Bad idea to be honest.
But yeah you got some device with link local fe80::c225:6ff:fec1:cd43 spewing SSDP or UPnP which what port 1900 is.. I would sniff and find the mac of what is sending it, track it down and make it stop..
-
"Now I want to use re2 as "Switch-Port" for re1."
Bad idea to be honest.
Why is that a bad idea? So should I created another subnet instead?

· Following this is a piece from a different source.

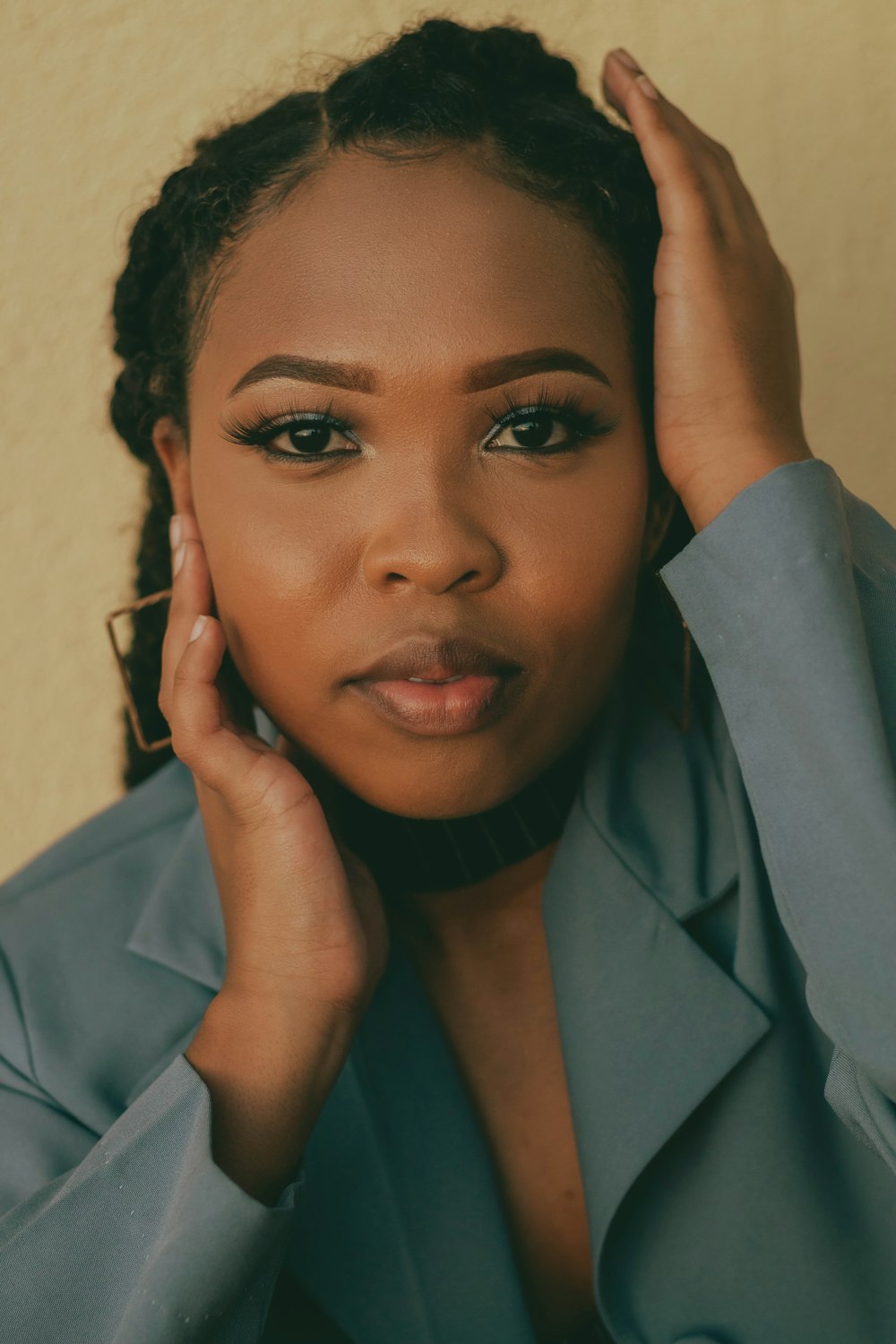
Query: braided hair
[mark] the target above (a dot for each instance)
(440, 83)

I just want to use the re2 port for my other devices.
re0 -> WAN
re1 -> Switch -> 5 Devices
re2 -> Switch -> 3 DevicesI'm kinda lazy to put the other 3 devices on my first switch because I dont want to change my cables.
-
pfSense is not a switch.
-
"I dont want to change my cables."
So you would rather setup a bridge… <rolleyes> WTF....

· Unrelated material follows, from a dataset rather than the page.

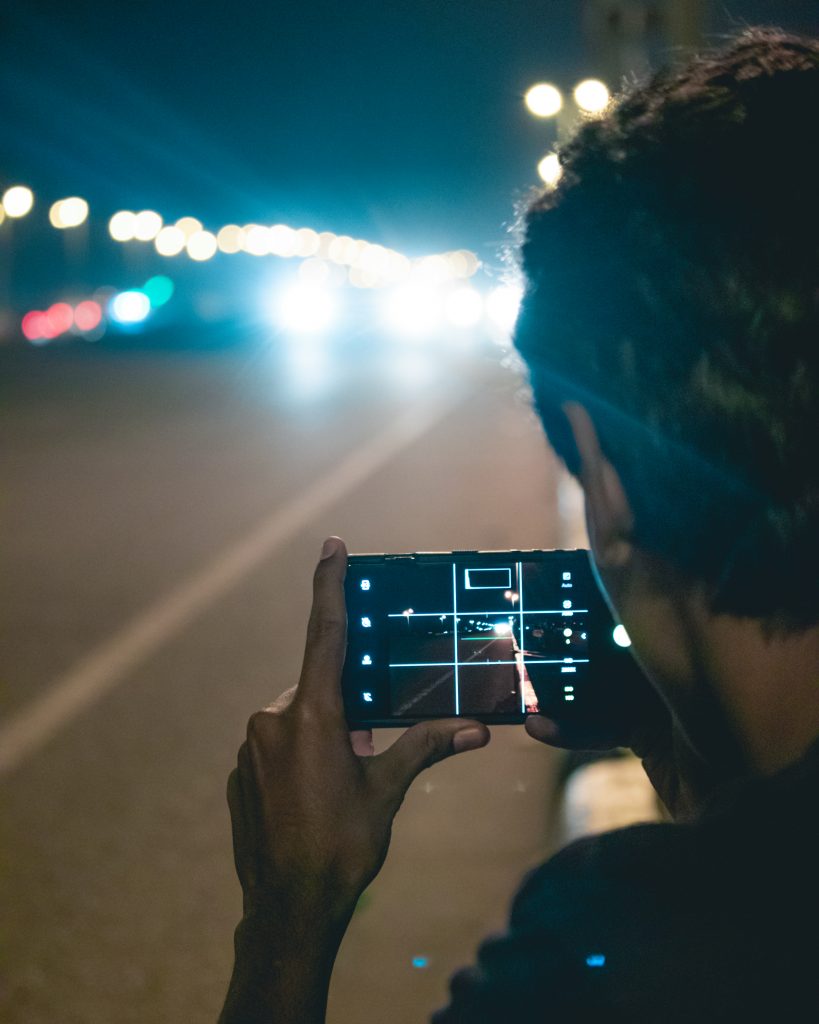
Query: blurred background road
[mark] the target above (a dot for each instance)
(128, 475)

As derelict stated pfsense is not a switch.. If you want switch ports get switch.. Bridging ports does not a switch port make that is for damn sure!!</rolleyes>
-
Oh, okay. Thats true. pfSense is, like the name already says, a "packet firewall".
I'm sorry and I suggest every pfSense user NOT to bridge ports for "like a switch". Just don't do that.